Tuesday, March 23, 2010

Embracing the Detours

There are detours that are minor bumps, hiccups, cute little side trips, and then there are those which change our lives. I know of 2 detours that have had a bearing on the path which I am currently taking.

Detour #1: I went to Furman University. I wanted to go to a school that had some opportunity for me to continue dancing, and possibly a dance conservatory. However, I injured my ankles my senior year of high school, and was told by my doctor that if I continued dancing as strenuously as I was currently, I would be wheel chair bound within three years. OR I could give it up. At that point I had been dancing for 13 years and was averaging 20 hours a week after school in rehearsals. I gave it up, and it was one of the hardest things I've ever done. It was like cutting out part of my soul. I can still, as a mother of two and adult woman far removed from that world, go see a show, and silently cry in yearning to be up there with those that can. That is those that can dance - at that level. It's a gift, and I got to taste it.

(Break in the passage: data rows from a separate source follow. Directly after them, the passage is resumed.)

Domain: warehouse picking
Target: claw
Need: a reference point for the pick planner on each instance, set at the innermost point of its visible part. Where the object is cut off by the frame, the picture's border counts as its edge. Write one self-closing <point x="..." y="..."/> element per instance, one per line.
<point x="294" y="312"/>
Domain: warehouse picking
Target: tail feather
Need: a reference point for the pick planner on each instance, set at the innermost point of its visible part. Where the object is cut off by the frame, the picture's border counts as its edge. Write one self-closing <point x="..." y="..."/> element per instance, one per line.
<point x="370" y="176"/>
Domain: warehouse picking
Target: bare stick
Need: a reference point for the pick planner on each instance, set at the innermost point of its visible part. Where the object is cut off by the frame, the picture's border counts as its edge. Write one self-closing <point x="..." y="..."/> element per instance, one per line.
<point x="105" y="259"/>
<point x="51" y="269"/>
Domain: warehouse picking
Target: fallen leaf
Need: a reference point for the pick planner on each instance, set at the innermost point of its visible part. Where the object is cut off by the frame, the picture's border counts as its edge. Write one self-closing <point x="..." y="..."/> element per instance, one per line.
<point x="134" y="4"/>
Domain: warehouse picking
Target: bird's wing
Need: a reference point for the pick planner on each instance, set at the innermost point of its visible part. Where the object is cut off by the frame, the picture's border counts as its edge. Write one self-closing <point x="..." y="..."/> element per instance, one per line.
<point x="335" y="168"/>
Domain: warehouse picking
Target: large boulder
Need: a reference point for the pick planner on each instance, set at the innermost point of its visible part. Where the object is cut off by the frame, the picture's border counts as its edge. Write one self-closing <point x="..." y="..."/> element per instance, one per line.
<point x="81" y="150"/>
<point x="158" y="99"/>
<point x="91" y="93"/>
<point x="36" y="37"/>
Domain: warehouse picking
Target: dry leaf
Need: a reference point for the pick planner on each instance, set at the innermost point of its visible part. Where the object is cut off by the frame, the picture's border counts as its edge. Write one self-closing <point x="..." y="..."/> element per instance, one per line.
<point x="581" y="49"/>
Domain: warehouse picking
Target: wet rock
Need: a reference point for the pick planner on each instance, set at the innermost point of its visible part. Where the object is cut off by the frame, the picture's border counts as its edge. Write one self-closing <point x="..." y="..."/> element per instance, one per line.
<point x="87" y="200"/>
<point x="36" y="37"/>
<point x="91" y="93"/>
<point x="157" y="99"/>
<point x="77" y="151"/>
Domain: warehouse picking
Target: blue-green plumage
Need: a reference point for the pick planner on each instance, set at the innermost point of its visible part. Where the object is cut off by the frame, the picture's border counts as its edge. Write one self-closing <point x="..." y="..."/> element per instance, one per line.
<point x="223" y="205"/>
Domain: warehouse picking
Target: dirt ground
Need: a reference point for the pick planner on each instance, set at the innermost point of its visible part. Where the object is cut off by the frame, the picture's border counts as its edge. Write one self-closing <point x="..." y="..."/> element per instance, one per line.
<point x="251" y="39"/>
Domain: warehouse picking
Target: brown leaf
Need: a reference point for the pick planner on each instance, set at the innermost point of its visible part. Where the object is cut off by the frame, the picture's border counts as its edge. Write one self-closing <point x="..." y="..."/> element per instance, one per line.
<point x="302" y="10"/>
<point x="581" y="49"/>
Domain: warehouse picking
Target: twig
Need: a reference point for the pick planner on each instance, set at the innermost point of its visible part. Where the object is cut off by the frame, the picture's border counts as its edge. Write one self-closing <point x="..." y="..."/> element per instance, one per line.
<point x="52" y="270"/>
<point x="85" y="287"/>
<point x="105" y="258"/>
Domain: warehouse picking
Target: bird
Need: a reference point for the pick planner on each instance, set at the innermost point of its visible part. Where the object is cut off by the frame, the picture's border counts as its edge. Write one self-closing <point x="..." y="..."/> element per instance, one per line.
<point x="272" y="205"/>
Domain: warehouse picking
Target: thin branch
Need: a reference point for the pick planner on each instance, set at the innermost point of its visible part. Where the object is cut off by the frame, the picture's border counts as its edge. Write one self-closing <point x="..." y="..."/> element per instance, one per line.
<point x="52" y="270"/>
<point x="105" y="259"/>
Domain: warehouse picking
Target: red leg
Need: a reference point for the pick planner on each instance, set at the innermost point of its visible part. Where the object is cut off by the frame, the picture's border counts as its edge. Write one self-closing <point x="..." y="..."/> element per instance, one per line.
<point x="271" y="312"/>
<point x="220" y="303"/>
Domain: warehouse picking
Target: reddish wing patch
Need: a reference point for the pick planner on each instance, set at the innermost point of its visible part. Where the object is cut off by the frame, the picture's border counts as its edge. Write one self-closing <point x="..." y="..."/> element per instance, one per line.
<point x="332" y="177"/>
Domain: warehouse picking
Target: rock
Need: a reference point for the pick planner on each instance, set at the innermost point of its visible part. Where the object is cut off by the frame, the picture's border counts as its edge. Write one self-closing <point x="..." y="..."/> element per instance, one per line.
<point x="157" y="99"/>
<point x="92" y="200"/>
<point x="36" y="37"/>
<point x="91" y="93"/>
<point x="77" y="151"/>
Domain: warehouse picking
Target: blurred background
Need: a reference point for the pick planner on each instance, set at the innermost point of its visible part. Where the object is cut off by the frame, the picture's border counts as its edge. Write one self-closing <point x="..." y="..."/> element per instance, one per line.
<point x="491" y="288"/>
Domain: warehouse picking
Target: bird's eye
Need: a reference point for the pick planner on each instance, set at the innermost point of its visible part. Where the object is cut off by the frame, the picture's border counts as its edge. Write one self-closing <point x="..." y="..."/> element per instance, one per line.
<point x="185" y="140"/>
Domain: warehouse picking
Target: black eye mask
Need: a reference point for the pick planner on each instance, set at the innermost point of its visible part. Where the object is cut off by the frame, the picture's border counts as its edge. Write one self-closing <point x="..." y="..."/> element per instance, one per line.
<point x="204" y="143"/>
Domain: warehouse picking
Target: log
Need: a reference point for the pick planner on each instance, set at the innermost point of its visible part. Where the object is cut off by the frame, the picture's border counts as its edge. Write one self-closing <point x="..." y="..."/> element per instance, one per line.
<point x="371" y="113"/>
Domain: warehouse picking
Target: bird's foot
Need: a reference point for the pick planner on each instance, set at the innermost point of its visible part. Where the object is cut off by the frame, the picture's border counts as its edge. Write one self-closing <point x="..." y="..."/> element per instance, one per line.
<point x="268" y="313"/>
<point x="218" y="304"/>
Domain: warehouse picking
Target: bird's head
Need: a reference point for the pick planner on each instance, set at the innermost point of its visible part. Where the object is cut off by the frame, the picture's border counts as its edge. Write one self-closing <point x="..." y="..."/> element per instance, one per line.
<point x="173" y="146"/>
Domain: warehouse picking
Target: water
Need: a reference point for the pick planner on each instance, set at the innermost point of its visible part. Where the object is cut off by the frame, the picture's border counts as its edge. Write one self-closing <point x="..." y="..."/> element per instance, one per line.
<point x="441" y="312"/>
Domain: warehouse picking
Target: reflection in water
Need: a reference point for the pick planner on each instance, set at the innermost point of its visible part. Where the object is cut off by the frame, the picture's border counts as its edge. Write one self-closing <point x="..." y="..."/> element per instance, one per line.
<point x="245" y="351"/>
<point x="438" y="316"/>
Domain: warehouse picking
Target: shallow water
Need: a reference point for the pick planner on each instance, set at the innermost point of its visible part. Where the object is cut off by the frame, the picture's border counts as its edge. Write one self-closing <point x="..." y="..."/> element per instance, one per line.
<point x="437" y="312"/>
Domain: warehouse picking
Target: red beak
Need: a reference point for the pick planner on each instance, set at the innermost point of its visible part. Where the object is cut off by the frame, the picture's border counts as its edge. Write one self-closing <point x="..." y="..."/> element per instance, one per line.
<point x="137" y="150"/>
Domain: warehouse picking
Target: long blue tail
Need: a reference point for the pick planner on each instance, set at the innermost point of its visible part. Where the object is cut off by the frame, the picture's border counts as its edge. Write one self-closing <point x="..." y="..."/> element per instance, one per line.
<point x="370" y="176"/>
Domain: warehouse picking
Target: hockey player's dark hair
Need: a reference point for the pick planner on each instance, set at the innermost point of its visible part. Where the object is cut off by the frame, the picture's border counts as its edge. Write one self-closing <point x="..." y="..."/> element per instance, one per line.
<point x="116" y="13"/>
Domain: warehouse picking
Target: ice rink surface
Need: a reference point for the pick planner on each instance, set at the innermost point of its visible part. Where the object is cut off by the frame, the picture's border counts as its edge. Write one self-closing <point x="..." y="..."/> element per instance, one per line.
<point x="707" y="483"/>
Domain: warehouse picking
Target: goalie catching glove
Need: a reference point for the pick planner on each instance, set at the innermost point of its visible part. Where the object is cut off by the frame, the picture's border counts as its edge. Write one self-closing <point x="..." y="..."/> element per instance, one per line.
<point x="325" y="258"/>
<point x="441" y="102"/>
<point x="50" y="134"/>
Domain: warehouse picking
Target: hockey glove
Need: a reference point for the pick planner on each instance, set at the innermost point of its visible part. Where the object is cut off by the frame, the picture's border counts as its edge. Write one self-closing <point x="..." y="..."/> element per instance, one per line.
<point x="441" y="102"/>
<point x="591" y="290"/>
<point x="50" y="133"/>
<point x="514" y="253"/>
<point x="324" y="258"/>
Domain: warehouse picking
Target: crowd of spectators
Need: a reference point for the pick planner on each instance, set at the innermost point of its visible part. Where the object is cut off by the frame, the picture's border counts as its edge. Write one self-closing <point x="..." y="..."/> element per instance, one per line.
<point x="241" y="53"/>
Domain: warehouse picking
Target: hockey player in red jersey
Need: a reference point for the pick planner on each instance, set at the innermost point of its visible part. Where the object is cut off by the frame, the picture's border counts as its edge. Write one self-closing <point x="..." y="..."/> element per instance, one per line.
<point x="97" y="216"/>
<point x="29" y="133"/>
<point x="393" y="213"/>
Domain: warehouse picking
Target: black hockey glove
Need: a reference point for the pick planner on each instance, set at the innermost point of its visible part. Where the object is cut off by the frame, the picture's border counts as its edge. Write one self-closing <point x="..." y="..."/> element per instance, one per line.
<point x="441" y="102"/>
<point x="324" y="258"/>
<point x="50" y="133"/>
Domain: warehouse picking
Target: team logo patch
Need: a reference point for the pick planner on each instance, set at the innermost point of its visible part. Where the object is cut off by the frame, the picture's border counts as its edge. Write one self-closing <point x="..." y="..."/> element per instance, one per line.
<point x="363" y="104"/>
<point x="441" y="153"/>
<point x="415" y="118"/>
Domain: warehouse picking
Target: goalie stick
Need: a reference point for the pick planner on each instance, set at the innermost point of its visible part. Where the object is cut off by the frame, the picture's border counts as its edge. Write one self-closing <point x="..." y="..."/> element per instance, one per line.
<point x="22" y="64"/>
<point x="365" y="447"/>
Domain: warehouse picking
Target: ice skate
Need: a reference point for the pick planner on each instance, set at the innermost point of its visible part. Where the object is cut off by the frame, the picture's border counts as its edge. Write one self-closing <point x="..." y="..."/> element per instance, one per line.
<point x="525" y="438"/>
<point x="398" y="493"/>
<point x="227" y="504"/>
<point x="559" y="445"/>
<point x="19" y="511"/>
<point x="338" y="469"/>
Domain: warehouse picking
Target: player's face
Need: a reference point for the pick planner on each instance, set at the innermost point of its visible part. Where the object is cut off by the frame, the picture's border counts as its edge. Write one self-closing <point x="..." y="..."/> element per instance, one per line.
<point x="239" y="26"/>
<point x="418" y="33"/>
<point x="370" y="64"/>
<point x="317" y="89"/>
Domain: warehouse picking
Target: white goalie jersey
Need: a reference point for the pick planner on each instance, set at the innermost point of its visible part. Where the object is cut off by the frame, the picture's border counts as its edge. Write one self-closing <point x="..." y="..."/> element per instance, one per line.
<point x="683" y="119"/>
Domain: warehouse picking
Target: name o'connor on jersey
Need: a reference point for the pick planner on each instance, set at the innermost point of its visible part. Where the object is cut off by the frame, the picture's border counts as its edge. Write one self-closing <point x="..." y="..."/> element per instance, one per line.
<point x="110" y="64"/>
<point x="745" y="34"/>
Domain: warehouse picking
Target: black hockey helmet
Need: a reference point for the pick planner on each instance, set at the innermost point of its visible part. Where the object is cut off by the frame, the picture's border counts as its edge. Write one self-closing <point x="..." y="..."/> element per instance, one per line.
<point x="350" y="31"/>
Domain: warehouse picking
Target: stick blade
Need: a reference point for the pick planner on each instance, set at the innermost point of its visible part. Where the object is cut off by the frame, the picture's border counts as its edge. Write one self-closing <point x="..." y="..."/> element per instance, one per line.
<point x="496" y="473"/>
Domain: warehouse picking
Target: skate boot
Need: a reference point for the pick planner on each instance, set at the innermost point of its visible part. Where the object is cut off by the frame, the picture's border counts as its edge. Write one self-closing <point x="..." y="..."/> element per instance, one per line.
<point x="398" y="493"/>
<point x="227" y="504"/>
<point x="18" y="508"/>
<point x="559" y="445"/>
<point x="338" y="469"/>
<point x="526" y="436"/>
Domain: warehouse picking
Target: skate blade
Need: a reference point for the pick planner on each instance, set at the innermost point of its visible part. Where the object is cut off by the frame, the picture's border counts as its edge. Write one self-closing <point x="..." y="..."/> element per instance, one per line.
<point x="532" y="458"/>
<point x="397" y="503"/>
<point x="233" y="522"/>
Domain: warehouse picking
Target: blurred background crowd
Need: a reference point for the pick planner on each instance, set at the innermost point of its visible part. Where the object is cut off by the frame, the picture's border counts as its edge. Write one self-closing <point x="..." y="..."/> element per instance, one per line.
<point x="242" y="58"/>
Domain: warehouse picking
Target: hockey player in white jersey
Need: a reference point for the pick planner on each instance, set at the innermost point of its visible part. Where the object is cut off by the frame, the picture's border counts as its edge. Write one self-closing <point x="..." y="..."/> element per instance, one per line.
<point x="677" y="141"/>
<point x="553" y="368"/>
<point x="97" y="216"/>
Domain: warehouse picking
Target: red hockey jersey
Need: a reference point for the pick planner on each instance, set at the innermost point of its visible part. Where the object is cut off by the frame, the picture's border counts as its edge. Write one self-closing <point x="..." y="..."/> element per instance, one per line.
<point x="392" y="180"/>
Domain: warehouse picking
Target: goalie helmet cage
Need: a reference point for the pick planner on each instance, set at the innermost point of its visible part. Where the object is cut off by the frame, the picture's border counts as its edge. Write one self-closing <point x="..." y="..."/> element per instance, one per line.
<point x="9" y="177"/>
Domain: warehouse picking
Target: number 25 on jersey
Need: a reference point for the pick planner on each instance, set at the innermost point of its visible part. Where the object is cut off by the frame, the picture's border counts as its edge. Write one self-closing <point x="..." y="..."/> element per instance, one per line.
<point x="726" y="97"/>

The other part of college was that wherever I went, it would be north, since I had grown up in small town Tennessee. I worked my tail off to get accepted to some phenomenal schools, and then I had to accept that my parents couldn't afford them. They could afford more than lots, but even then, the schools I had aimed for were more, and I had no scholarship to them. An acceptance letter wasn't enough. So. I went to Furman, which is in South Carolina, where I received a scholarship for viola and I played in the orchestra, and I was EXACTLY where I needed to be. It was a beautiful school, and I was greatly challenged, and I had to grow up to survive, and my professors noticed me, and they cared about me, and I cannot describe how grateful I am to my parents. Furman wasn't (isn't) cheap, and they sacrificed to give me that experience, and to me, at the time, it was just a detour. I grew there. By the end, I got it. Or should I say, I got him (smile). In fact, my college roommate introduced me to my husband shortly after we graduated. It's actually all his fault I even took detour number two.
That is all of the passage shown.